Ao contrário do que muitos esperavam do período pós-Troika, 2015 está longe de ser um ano melhor para os portugueses. O Orçamento do Estado para o próximo ano, apesar de todas as operações de maquilhagem, não engana.
Governo do “que se lixe as eleições”, deu mais uma volta de cento e oitenta graus e o que a forma como o OE e a reforma do IRS têm vindo a ser apresentados demonstra é que afinal as eleições contam a ponto de se ter encetado uma descarada campanha enganosa.

1. Sob a capa de uma pretensa baixa de impostos, anuncia-se que haverá uma redução do IRS, mas não de uma forma clara e transparente com uma diminuição dos descontos. Não. O que se anuncia é que uma parte deste será devolvida no próximo ano se a nível da arrecadação e do combate á fraude e fuga fiscal se atingir um resultado acima do previsto.

Passos Coelho tentou, assim, minorar o desconforto do seu parceiro de coligação, depois de este ter vindo a público dizer que é preciso baixar a carga fiscal e tenta criar nos portugueses a ilusão da diminuição dos imposto. Uma solução verdadeiramente surpreendente ao estilo: prometemos antes das eleições e quem vier que pague por nós.
Temos que reconhecer que apesar de não ter mérito, esta proposta não deixa de revelar imaginação e um elevado grau de desfaçatez.
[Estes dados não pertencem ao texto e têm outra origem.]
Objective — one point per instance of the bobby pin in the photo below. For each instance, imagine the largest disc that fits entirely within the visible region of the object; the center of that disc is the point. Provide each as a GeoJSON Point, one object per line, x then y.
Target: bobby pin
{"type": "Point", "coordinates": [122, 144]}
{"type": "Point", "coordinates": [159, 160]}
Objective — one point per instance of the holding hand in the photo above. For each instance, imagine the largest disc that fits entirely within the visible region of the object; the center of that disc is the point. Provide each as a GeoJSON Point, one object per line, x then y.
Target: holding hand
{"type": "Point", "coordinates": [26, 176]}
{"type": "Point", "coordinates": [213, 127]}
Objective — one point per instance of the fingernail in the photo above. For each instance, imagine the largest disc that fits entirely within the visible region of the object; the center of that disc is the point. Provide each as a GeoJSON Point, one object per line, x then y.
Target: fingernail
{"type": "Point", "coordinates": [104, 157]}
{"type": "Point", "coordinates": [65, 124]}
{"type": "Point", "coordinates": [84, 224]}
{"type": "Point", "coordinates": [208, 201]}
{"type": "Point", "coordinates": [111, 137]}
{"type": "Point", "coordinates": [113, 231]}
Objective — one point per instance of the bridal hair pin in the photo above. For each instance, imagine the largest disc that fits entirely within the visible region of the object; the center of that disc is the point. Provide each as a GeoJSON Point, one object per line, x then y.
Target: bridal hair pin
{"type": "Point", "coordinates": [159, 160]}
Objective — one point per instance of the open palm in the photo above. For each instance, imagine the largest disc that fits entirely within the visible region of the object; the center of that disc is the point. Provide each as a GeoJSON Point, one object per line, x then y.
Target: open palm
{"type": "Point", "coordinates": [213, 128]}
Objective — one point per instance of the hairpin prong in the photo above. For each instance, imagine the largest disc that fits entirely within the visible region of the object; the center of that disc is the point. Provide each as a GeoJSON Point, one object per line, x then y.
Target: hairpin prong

Sobretudo quando depois de fazermos as contas chegamos à conclusão que este orçamento faz aumentar a carga fiscal sobre cada um de nós em aproximadamente mais de 170€. Uma autêntica “banha da cobra”.

2. Outra medida insistentemente repetida é aumento das reformas. Contudo, vermos um Governo que acabou com o Complemento Solidário para Idosos – que garantia que nenhum idoso, sem outros recursos para lá da sua pensão, viveria abaixo do limiar da pobreza – fazer tanto alarde em torno de aumentos entre 70 cêntimos e pouco mais de 2€ é algo verdadeiramente vergonhoso e que mostra bem a matreirice de quem tudo o que pretendo é tapar o sol com a peneira eleitoral.

3. Uma das bandeiras da coligação foi sempre a necessidade de mudar o paradigma económico, diminuindo o consumo interno e fazendo crescer as exportações. Se analisarmos as previsões inscritas neste orçamento verificamos que o crescimento estimado para o próximo ano é de 1,5% e que para este é feito à custa de um contributo em 1,2% do consumo interno e em 0,3% das exportações. Fica, agora, definitivamente provada a falência da estratégia de inversão do modelo económico tantas vezes enunciada por este Governo.

4. Os funcionários públicos continuarão a ver os seus salários reduzidos sem que, ao contrário do que se chegou a ser anunciado, se perspective sequer uma reposição paulatina das progressões nas suas carreiras. Os hospitais vivem em estado de pré-ruptura, a segurança social está muito abaixo do limiar mínimo, as escolas vivem mergulhadas no caos e, entretanto, anunciam-se mais rescisões.
Afinal, para que é que serviram estes três anos de aperto de cinto se tudo continua na mesma e não se perspectiva qualquer mudança de rumo?
Venha um novo Governo porque este já só aguarda o seu enterro.